Oakland detected the ransomware attack during the night of Feb. 8. The attack did not affect emergency systems, including 911 dispatch or the city's financial systems, but it delayed responses to nonemergency matters. The California city declared a state of emergency and on Feb. 28 announced the restoration of some systems, including a telephone service for reporting flooding or sewer overflows.
A ransomware group named Play, after the
.play extension it adds to maliciously encrypted files, claimed responsibility for the attack last week by listing Oakland on its data leak site.

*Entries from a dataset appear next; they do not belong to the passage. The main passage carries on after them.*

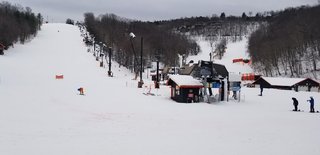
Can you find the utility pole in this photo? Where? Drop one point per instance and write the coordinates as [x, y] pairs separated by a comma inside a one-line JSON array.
[[109, 72], [140, 83]]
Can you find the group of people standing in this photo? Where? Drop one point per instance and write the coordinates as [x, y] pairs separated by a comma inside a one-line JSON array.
[[296, 103]]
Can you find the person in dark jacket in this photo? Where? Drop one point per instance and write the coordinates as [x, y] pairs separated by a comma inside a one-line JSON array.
[[311, 104], [261, 90], [295, 104]]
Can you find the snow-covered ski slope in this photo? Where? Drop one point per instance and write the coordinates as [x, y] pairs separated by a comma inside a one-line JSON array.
[[40, 115]]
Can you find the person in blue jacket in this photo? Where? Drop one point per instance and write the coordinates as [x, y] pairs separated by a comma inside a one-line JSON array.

"If there no reaction full dump will be uploaded. Each of the archives can be used independently," the Play leak site states. Leaked data includes financial and personal identifiable information including IDs and passports, according to the post on the Play site.
The city acknowledged that certain files had been stolen from its network during the attack and is working with third-party cybersecurity specialists and law enforcement to investigate the incident. "If we determine that any individual's personal information is involved, we will notify those individuals in accordance with applicable law," an online update from the city says.
The San Francisco Chronicle reported that interim City Administrator G. Harold Duffey sent an email to city employees advising them to check their financial accounts for suspicious activity. Barry Donelan, president of the Oakland Police Officers' Association, told the newspaper he assumes the hackers nabbed personnel files for all city employees and that anyone affiliated with the city could be at risk.
The city hasn't specified which files were affected by the attack. It also hasn't stated how much Play is asking for in extortion.
Play ransomware, also known as PlayCrypt, first came to light in June 2022. TrendMicro has noted similarities with the Hive and Nokoyawa ransomware groups, suggesting "a high probability of affiliation between these ransomware families."
Among Play's high-profile victims are Argentina's Judiciary of Córdoba and the German hotel chain H-Hotels.
The group's primary focus is on organizations in Latin America, especially Brazil, but it has also carried out extortion attacks in India, Hungary, Spain and the Netherlands.
In January, cloud computing provider Rackspace fingered Play as responsible for a prolonged outage of its hosted Microsoft Exchange service (see: Rackspace Blames Zero-Day Exploit for Ransomware Hit Success). Cybersecurity firm CrowdStrike described the underlying flaw as being "a previously undisclosed exploit method for Exchange."